Customization (fields, training plans, etc) must be done via Python or SQL. There is no graphical user interface for configuration. This presents a steep learning curve but is ultimately very flexible - "any" training plan can be accommodated. Python code for generating example plans is included (see package ch2.config.plan).

Data are processed via "pipelines". These are Python classes whose class names are also configured in the database. Existing pipelines calculate statistics from FIT file data, recognise segments from GPS endpoints, and generate summaries (eg monthly averages).

A Python interface allows data to be extracted as DataFrames for analysis in Jupyter workbooks (or dumping to stdout). So general Python data science tools (Pandas, Numpy, etc) can be used to analyze the data. Example workbooks are included in the source.

The data are stored in an "open" format, directly accessible by third party tools, and easily backed-up (eg by copying the database file). When the database format changes scripts are provided to migrate existing data (see package ch2.migraine). Data extracted from FIT files are not migrated - they must be re-imported.

Support libraries include FIT file parsing, spatial R-Trees, and reading elevation data from SRTM files.

Currently the program is single-user (ie the data in the database are not grouped by user). Multiple users can co-exist using separate database files.

Choochoo collects and organizes time-series data using athlete-appropriate interfaces. It facilitates calculations of derived statistics and extraction of data for further analysis using Python's rich data science tools.

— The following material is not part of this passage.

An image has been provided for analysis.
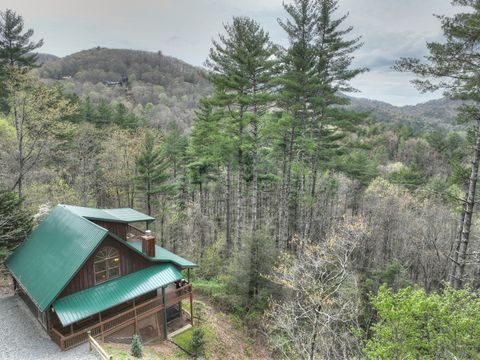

Both data and code are open and extensible.

Latest Changes


Added timestamp to database which improves / extends logic to avoid un-needed work re-calcualting statistics. Migrate existing databases using migraine/ (edit the file, run, and then reload data from FIT files).


Diary plots are generated via Jupyter (running an embedded Jupyter server, generating a notebook, and pushing it to the browser) rather than Bokeh. This works round some Bokeh server bugs and serves as a nice intro to Jupyter. Cleaned up a lot of the plotting code, too.


Modified database schema (serial in statistic_journal which makes time-series logic simpler). Migrate existing databases using migraine/ (you will then need to reload data from FIT files).


Zoom in summary plots (embedded Bokeh server while diary is used).


Automatic addition of elevation and detection of climbs.


Extend ch2 fix-fit functionality (can scan a directory and print file names of god or bad files). Required a change in parameters - now you must explicitly add --fix-header and --fix-checksum if you want to do that.


Parsing of "accumulated" fields in FIT files plus a bunch more fixes thanks to test data from python-fitparse.


Contains a tool to fix corrupt FIT files.


Choochoo has a GUI!!!


Nearby activities and simplified / improved data access in Jupyter.




Impulse calculations. Faster importing and statistics. See Scaled Heart Rate Impulse - SHRIMP


More readable database (using text instead of opaque numerical hashes in a couple of places). Faster database loading of activity and monitor data. Time is now directly present in the statistic journal table, along with all activity and monitor data (no separate data tables). This enables TSS calculation (next version).


Tidied lots of rough corners, improved docs, added examples, download from Garmin Connect. This could probably be used by 3rd parties.


Diary now uses dates (rather than datetimes) and is timezone aware (Previously all times were UTC datetimes; now data related to the diary - like statistics calculated on daily intervals - use the date and the local timezone to convert to time. So, for example, stats based on monitor data are from your local "day" (midnight to midnight)).

Monitor data from FIT files can be imported.


Major rewrite to generalize the database schema. Moved a lot of configuration into the database. Now much more flexible, but less interactive.